Students at Roman villa project help unearth 2,000-year-old artifacts

Students at an outdoor archeological dig.

McMaster and Saint Mary’s students excavate a room at the back of the Villa di Tito. (Dept of Classics photo)


The ruins of a Roman villa in Italy’s Velino Valley, about 80 km northeast of Rome, may hold important clues to early first-century CE life in the region. At least, that’s what the Villa di Tito Archeological Project is hoping to find out.

Led by the chair of McMaster’s classics department, Martin Beckmann, and Myles McCallum of St. Mary’s University (SMU) in Halifax, the excavation project began in 2018 but went on hiatus during the COVID-19 pandemic.
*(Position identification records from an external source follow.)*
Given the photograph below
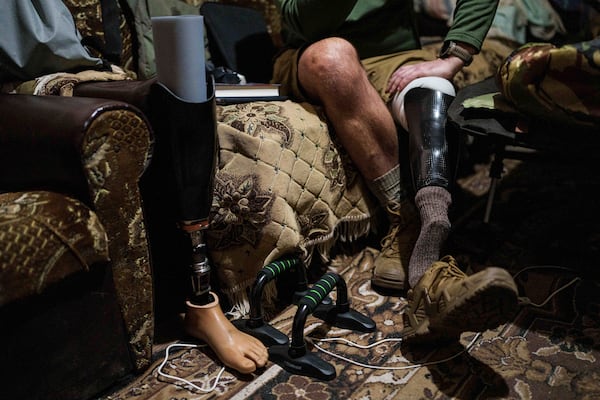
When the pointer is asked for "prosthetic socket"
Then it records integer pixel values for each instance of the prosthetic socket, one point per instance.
(190, 133)
(426, 112)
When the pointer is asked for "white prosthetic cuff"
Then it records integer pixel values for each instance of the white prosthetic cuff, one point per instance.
(429, 82)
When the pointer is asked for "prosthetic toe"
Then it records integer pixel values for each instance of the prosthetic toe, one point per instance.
(391, 263)
(446, 302)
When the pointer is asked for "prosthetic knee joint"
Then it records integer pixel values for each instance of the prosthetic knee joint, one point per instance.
(421, 109)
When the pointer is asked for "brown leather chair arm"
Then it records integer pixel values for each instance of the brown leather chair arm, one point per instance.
(132, 92)
(42, 138)
(97, 149)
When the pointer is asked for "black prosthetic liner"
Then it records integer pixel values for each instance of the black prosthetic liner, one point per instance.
(190, 132)
(426, 112)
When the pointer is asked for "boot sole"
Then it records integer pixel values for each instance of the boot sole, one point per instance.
(487, 306)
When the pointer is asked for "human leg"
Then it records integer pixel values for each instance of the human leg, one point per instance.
(331, 73)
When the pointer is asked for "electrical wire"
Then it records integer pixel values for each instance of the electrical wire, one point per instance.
(178, 379)
(315, 342)
(523, 301)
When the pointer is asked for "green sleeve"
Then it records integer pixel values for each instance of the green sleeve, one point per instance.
(472, 20)
(314, 19)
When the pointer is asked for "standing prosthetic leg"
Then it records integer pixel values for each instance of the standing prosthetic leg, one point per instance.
(189, 132)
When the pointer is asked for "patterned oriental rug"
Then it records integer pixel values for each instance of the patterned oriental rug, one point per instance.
(544, 217)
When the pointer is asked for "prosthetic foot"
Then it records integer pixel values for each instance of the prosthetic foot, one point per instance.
(234, 348)
(187, 136)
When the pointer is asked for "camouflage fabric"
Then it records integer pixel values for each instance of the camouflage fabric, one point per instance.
(561, 84)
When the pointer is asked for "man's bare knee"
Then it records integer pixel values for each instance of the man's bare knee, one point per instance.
(328, 65)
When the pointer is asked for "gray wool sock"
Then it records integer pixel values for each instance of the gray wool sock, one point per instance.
(387, 187)
(433, 203)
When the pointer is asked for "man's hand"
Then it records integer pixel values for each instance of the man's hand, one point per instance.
(443, 68)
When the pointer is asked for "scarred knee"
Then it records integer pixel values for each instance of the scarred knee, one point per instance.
(329, 65)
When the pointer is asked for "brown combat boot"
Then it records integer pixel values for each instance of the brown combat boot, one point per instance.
(446, 302)
(396, 247)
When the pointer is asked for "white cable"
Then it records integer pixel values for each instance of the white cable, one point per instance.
(182, 380)
(527, 301)
(524, 300)
(352, 344)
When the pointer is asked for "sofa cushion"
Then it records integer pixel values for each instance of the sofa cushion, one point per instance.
(283, 186)
(45, 237)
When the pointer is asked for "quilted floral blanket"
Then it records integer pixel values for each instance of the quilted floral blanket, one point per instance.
(283, 187)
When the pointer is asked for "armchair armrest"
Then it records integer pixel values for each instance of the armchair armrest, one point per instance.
(95, 150)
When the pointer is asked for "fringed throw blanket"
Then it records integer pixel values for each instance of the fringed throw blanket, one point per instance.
(283, 187)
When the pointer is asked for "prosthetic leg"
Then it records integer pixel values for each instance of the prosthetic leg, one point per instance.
(431, 163)
(188, 133)
(422, 109)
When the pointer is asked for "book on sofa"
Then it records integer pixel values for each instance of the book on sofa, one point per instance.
(227, 93)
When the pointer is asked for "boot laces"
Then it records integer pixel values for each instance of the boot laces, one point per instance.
(448, 269)
(390, 243)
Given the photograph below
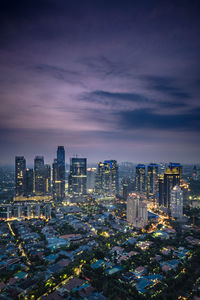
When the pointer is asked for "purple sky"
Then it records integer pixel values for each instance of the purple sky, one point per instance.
(106, 79)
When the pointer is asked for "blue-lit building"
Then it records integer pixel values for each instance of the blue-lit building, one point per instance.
(107, 179)
(140, 178)
(152, 182)
(78, 176)
(59, 174)
(20, 173)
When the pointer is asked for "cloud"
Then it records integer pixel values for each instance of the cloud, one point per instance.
(166, 85)
(149, 119)
(58, 73)
(113, 98)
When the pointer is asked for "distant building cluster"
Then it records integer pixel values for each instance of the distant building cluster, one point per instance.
(154, 185)
(160, 186)
(25, 210)
(44, 180)
(137, 210)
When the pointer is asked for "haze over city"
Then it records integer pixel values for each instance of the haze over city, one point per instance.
(106, 79)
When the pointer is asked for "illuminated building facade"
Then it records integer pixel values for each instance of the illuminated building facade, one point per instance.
(136, 210)
(152, 182)
(107, 179)
(176, 203)
(91, 175)
(61, 170)
(172, 177)
(127, 187)
(78, 176)
(20, 174)
(140, 178)
(29, 179)
(39, 183)
(25, 210)
(47, 179)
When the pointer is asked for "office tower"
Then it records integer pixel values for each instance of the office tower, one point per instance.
(39, 175)
(78, 176)
(172, 177)
(47, 179)
(195, 173)
(107, 180)
(20, 172)
(56, 182)
(29, 179)
(99, 179)
(140, 181)
(161, 190)
(61, 170)
(136, 210)
(91, 175)
(127, 187)
(176, 203)
(152, 182)
(111, 180)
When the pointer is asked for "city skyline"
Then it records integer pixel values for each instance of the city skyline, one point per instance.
(106, 79)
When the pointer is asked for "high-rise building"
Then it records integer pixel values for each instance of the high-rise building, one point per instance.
(20, 173)
(176, 203)
(47, 179)
(56, 182)
(91, 175)
(161, 190)
(140, 178)
(172, 177)
(59, 175)
(107, 179)
(61, 170)
(29, 179)
(136, 210)
(127, 187)
(152, 182)
(78, 176)
(99, 180)
(39, 182)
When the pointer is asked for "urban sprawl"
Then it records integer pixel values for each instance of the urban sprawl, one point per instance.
(105, 231)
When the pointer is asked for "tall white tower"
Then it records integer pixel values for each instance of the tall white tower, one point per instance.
(176, 204)
(137, 210)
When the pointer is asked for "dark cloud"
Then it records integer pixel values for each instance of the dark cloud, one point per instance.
(148, 119)
(110, 98)
(101, 76)
(167, 85)
(58, 73)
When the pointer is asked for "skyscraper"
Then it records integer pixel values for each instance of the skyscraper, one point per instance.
(127, 187)
(61, 170)
(136, 210)
(91, 175)
(107, 180)
(78, 176)
(56, 182)
(140, 180)
(29, 179)
(47, 179)
(39, 183)
(176, 203)
(172, 177)
(20, 173)
(152, 182)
This summer, Beckmann, McCallum and students from both McMaster and SMU travelled back to Italy to pick up where they left off — carefully digging and sifting centuries of earth and uncovering both the artifacts and architecture that hold fascinating clues to the community in and around the site.

No one definitively knows who owned the villa, but local tradition says that it belonged to Titus, the eldest son of the emperor Vespasian, whose family owned property in the area.

And while the villa, which has views of the Via Salaria and Lake Cutilia, was undoubtedly constructed for the Roman elite, the excavation’s most interesting finds shed light on the lives of the labourers, servants and slaves who made life at the villa run smoothly for its elite occupants.

Much of the superstructure of the villa has been destroyed over the centuries, but what remains includes a series of rooms at the back of the building — one monumental, and the others utilitarian — and a number of large chambers once used for processing and storing agricultural produce.

In 2022, the team made several discoveries in one large room, which was divided into two sections — although all that remained of the walls was the plaster that covered them and the nails that held the room’s wooden beams together.

A group photo of about 15 people smiling outdoors
McMaster and Saint Mary’s students at the Villa di Tito.

Soot-blackened cooking vessels indicated that one part of the room was used for cooking, while two amphorae suggested that the other side was used for storage.

Even more interesting was what the team discovered in a sealed-off well that dated from before the villa was built. The builders of the villa filled in the well and built a wall and floor above it — but not before placing a number of ritual items in it, including the remains of a piglet, a ceramic lamp, a silvered bronze mirror that had been ritually broken, a large bronze ring, and a coin of the emperor Augustus.


Read about another Department of Classics archeological excavation in Return to Metaponto

In total, six McMaster students participated in the project: graduate student Robyn Bachmeier, who wrote her MA thesis on the coins found in the villa during the 2019 excavations, and MA student Melissa Choloniuk, who also participated in the 2019 trip; and undergraduates Adam Boccia (classics), Julia Miller (classics), Tara Simeunovic (computer science) and Rosalie Swenor (mathematics).

For Boccia, participating in the excavation was the perfect fuel for his interest in classics.

“Working hands-on and learning about these historical landmarks in person is very different from learning about them through a lecture or a book,” he says.

“By participating in this field school, I was allowed to witness the unearthing of ancient history firsthand, based on the many artifacts we found, as well as reaching some floor areas that the Romans themselves walked on. It was an unforgettable learning experience.”